Iran, America and spying

Out of the shadows

Iran accuses America of kidnap and torture

JUST as America’s spy-catchers were basking in glory for having nabbed 12 Russian agents, another scandal was breaking with a different spin. An Iranian nuclear scientist, Shahram Amiri, has returned home claiming that American agents kidnapped him.

American officials say that Mr Amiri was a willing defector who has returned home at his own wish, having, according to the Washington Post, received $5m for information. For his own and his family’s safety, Mr Amiri may well wish to stress that his disappearance from Iran, perhaps with secrets about its suspected nuclear-weapons programme, was involuntary. Another possibility, with cold-war echoes, is that Mr Amiri was a fake: loyal to his government all along, and on a mission to find out America’s unanswered questions about Iran.

Whichever version (if any) is true, the story will give comfort to those who see American talk of human rights as self-serving prattle.

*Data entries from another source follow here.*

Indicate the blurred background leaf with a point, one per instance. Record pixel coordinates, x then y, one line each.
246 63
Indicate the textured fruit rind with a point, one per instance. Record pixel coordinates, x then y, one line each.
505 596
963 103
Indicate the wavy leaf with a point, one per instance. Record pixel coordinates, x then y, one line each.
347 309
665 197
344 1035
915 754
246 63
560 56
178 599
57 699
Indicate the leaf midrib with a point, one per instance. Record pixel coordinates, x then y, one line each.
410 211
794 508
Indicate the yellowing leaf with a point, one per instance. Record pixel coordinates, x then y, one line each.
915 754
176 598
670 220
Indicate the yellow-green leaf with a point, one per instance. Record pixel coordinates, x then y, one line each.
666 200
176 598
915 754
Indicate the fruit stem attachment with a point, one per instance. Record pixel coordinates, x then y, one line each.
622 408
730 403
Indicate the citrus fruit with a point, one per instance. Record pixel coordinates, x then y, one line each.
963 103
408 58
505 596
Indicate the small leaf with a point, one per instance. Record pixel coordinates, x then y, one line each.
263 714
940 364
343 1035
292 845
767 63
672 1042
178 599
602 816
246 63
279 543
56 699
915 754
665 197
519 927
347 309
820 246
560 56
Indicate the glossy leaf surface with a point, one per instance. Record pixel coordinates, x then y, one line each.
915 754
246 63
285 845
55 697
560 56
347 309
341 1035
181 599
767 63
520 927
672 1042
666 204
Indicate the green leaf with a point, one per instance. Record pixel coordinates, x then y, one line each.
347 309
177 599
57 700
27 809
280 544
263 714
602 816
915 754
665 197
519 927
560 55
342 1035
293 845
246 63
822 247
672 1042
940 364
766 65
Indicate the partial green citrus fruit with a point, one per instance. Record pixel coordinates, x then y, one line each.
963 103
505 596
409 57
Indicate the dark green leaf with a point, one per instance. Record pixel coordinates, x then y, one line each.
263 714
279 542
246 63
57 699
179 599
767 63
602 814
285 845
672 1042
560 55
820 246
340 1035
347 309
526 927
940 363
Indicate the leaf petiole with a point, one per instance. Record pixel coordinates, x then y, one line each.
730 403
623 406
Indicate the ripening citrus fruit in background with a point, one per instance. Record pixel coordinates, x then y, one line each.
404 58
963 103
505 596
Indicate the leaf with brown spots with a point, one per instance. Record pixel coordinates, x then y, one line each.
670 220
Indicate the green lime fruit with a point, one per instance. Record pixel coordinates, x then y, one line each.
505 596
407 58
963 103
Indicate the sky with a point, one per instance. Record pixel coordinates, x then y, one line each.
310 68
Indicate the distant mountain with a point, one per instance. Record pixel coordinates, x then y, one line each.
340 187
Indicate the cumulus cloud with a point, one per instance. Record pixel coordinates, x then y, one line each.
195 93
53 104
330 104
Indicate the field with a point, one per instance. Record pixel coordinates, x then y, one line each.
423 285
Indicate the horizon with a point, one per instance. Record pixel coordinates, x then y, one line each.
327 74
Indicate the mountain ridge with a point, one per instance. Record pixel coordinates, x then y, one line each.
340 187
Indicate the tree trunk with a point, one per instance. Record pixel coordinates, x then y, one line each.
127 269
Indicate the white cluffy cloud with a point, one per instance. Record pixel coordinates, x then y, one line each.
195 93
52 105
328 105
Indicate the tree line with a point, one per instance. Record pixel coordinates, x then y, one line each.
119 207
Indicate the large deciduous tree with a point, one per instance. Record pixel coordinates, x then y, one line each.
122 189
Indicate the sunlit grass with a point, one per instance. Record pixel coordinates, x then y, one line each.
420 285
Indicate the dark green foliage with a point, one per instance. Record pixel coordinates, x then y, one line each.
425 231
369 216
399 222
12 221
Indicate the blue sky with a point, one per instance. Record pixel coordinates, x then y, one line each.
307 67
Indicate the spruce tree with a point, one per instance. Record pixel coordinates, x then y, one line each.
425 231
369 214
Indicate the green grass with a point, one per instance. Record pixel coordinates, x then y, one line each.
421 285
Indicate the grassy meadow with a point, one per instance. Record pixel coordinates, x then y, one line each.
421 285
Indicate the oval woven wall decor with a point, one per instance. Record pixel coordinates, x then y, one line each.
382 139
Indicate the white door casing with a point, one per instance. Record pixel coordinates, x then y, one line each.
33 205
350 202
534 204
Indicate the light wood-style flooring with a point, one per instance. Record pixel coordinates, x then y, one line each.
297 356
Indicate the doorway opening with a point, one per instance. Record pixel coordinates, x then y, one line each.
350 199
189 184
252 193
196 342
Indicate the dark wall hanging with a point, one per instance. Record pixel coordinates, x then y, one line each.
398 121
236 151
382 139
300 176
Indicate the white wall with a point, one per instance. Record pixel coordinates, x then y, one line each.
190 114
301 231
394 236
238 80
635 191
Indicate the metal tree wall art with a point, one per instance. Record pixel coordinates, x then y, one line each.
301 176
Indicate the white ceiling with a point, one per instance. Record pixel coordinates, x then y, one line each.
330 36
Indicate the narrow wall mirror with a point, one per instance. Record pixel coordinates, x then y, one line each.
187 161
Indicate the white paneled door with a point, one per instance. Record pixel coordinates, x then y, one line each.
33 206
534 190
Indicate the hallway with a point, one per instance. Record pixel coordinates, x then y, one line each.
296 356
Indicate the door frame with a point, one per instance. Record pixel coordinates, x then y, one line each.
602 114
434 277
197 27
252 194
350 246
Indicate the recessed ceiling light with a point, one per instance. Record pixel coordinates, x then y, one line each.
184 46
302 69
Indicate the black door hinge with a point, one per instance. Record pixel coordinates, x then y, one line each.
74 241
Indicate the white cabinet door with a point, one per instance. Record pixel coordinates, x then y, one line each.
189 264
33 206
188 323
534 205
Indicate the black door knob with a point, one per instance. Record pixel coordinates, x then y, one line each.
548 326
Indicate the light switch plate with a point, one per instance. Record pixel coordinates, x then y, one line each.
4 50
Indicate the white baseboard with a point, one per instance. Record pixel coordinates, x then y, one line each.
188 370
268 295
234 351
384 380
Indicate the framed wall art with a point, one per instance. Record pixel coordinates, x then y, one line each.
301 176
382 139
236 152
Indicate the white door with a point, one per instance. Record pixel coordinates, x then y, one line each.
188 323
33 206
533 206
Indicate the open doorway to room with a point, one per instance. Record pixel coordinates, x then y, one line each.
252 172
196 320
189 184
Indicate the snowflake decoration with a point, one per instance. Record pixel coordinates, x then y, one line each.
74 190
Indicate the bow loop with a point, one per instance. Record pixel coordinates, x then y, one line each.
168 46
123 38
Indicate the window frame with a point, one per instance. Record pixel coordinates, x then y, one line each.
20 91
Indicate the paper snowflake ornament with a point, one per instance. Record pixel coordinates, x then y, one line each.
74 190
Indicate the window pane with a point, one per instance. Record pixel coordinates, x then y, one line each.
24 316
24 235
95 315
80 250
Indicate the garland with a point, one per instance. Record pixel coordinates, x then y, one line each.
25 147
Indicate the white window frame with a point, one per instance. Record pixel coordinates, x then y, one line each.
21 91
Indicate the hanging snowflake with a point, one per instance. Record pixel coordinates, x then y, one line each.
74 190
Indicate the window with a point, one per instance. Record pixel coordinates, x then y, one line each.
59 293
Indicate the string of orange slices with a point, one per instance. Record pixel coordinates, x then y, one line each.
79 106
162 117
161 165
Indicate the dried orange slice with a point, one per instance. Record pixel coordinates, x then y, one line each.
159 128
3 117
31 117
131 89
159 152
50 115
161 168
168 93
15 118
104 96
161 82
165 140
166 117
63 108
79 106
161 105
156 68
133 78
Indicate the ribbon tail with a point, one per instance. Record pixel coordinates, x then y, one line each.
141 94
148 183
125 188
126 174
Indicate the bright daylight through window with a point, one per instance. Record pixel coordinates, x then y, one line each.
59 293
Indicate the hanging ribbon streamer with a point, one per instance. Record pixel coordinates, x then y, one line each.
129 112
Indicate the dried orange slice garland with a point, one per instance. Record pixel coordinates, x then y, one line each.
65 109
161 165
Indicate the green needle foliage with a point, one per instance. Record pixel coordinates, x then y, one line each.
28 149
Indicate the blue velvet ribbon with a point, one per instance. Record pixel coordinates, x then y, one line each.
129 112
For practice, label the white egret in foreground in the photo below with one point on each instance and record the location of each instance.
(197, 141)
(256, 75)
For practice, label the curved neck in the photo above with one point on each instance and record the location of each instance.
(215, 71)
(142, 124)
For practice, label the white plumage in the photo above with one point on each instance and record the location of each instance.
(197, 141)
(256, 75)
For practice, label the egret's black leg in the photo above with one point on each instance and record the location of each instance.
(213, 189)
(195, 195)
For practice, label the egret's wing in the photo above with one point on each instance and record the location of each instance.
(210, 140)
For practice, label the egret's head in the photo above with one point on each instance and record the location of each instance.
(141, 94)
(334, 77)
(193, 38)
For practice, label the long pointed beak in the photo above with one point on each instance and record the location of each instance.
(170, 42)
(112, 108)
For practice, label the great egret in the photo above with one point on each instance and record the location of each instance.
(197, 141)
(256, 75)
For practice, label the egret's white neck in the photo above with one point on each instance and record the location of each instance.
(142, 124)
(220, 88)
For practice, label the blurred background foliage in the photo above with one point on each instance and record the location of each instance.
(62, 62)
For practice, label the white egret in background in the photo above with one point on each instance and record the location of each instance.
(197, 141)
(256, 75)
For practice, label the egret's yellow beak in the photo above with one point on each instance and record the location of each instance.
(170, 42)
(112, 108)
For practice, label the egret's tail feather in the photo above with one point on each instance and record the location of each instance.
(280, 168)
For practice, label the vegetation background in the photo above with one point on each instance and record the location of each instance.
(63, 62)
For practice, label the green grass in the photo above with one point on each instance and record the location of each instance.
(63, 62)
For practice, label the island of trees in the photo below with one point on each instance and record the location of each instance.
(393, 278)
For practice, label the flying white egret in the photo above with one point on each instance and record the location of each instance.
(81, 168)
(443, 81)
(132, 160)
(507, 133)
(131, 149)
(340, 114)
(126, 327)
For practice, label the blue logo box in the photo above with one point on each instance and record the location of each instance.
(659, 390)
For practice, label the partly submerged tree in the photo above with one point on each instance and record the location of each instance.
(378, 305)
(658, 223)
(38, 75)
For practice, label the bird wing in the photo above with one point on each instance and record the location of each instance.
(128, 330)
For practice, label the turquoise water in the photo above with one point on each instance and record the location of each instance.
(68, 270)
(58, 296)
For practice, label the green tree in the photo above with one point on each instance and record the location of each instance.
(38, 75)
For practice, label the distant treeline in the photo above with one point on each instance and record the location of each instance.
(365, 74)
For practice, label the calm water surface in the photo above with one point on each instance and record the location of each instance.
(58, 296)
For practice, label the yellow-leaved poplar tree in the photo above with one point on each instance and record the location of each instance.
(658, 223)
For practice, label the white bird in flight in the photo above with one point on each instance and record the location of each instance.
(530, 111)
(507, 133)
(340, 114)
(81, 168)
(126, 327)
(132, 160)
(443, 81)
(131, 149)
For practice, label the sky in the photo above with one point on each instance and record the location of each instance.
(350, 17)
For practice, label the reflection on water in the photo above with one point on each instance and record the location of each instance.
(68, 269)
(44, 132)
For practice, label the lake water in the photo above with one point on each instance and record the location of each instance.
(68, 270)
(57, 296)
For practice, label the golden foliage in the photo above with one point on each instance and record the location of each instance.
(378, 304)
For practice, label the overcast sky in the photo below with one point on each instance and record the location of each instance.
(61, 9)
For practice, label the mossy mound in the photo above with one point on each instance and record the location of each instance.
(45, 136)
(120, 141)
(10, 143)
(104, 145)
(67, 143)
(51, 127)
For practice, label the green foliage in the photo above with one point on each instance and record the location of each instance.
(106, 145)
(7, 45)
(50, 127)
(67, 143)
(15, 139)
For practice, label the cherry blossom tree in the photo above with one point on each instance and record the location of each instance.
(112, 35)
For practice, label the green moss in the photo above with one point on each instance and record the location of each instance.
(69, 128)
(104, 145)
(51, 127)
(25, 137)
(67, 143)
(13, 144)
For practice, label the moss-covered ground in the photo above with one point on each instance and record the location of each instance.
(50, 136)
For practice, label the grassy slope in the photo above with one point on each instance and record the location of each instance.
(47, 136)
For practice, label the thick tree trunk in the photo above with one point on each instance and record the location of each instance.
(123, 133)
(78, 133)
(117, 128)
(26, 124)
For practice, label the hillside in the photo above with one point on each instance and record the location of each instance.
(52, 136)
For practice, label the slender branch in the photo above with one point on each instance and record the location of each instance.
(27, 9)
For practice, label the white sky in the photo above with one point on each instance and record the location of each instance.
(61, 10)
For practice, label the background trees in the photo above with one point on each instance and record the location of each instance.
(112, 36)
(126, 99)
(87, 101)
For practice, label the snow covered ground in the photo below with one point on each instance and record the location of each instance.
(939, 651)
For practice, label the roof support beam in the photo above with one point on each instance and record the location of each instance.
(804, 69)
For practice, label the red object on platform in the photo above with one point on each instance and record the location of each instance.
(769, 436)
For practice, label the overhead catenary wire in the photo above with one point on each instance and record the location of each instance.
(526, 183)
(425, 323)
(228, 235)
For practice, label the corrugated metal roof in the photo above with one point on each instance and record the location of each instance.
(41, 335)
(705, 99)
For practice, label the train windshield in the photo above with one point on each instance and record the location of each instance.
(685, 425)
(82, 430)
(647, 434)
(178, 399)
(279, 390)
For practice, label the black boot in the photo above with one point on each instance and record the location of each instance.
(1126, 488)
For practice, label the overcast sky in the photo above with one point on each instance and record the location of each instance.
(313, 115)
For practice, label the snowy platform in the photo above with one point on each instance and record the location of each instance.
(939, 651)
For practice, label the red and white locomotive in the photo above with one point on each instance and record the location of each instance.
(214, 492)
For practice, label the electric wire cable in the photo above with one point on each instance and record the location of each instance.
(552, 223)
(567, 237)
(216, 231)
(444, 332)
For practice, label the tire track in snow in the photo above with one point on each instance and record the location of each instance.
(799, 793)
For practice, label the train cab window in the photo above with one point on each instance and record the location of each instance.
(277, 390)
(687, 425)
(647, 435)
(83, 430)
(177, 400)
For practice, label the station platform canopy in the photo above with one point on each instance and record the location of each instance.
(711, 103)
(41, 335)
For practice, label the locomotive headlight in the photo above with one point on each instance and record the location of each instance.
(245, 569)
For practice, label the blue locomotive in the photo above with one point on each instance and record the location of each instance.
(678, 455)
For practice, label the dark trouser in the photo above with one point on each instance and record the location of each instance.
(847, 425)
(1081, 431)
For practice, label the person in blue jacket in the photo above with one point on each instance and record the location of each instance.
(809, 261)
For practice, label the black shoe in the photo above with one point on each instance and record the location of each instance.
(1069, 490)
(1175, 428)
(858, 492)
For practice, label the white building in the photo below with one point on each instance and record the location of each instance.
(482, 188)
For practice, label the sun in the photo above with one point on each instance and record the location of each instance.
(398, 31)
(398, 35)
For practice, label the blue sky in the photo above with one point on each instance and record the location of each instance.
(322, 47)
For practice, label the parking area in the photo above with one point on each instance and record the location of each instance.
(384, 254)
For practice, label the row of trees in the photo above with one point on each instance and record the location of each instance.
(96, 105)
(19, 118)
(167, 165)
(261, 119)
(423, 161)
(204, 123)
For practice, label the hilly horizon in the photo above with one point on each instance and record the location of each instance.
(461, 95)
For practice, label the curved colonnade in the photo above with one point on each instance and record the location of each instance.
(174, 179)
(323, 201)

Mr Amiri vanished during a visit to Saudi Arabia in June 2009. In June Iranian television broadcast a shaky video purportedly made by Mr Amiri at an internet café in Tucson, Arizona, in which he claimed to have been abducted and drugged by American and Saudi agents. In another, smoother video shortly afterwards, he said he was studying happily for a doctorate at an unnamed American university. Then in a third video he denounced the second one and said he was on the run.

On July 12th Mr Amiri appeared at Pakistan’s embassy in Washington, DC, which represents Iranian interests in America, demanding help with his return home. He now says that American agents offered him $10m to denounce Iran’s nuclear-weapons programme on television and $50m to remain in the United States. When he refused to co-operate, he says, he was resettled in Tucson, free to move but under constant surveillance. When he made his first video, he had fled his furious minders.

America, Israel and others are working to uncover and hamper Iran’s nuclear programme; in January, an Iranian physicist said to be closely linked to it was mysteriously blown up in Tehran. Mr Amiri’s strange odyssey, Iranian jubilation and American embarrassment are all, somehow, part of this secret war.